A new commercial insurance opportunity around organizations that supply electric scooters as a pay-as-you-go form of inner-city travel. According to A.M. Best Company Inc., the line of business is a growth market for insurance companies.
Daniel Heitlinger, financial analyst for the company, says electric scooters fall into the “micro mobility” category. While this is an ill-defined term, he says it usually includes so-called “last-mile” modes of transportation that help consumers complete a journey.
“This typically includes mopeds, community bikes, e-scooters, and other micro mobility programs,” said Heitlinger. “While the risks associated with micro mobility are not necessarily new, we believe that it will be a growing market for coverage. Specifically driving this trend is the introduction of commercial risks as companies like Bird and Lime continue to scale.”

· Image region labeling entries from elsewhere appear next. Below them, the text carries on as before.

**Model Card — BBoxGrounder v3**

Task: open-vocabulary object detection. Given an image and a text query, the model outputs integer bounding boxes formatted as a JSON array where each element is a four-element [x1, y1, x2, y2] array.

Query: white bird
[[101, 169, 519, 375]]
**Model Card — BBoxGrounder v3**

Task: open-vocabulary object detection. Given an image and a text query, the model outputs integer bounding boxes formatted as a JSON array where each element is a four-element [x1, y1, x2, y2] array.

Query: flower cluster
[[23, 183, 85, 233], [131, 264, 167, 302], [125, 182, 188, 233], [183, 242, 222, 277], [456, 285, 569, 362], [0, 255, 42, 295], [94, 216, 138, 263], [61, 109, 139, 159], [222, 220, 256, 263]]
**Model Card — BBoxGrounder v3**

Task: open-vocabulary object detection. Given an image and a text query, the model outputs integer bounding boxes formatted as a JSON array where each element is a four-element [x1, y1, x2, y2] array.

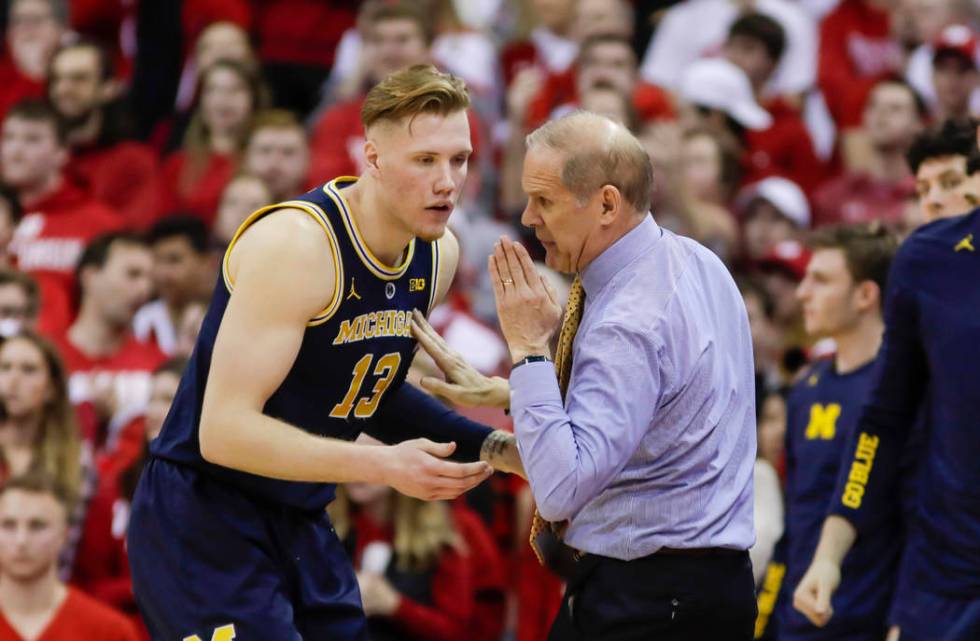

Auto insurance is not mandatory for electric scooters, which are not allowed to be operated on public roads. However, a lot of carriers provide specialized electric bike insurance that is available through a home insurance policy.
“Regulators have really struggled to get their hands around this issue,” Heitlinger said, commenting in general.
“E-scooters have really popped up out of nowhere and at times could be a serious hazard,” Heitlinger said at the A.M. Best briefing, held Sept. 13 at the Sheraton Centre in Toronto. “Right now, it’s a bit of a wild west out there. People are able to hop on and off on a whim, driving down the road or on the sidewalks at speeds of up to 50 km/h and docking really wherever.”
“Without proper rider etiquette in place … there are still ample risks around this issue and while we do expect micro mobility insurance products to continue to slowly grow, the current lack of regulation and safe practices will likely hinder its growth in the near term.”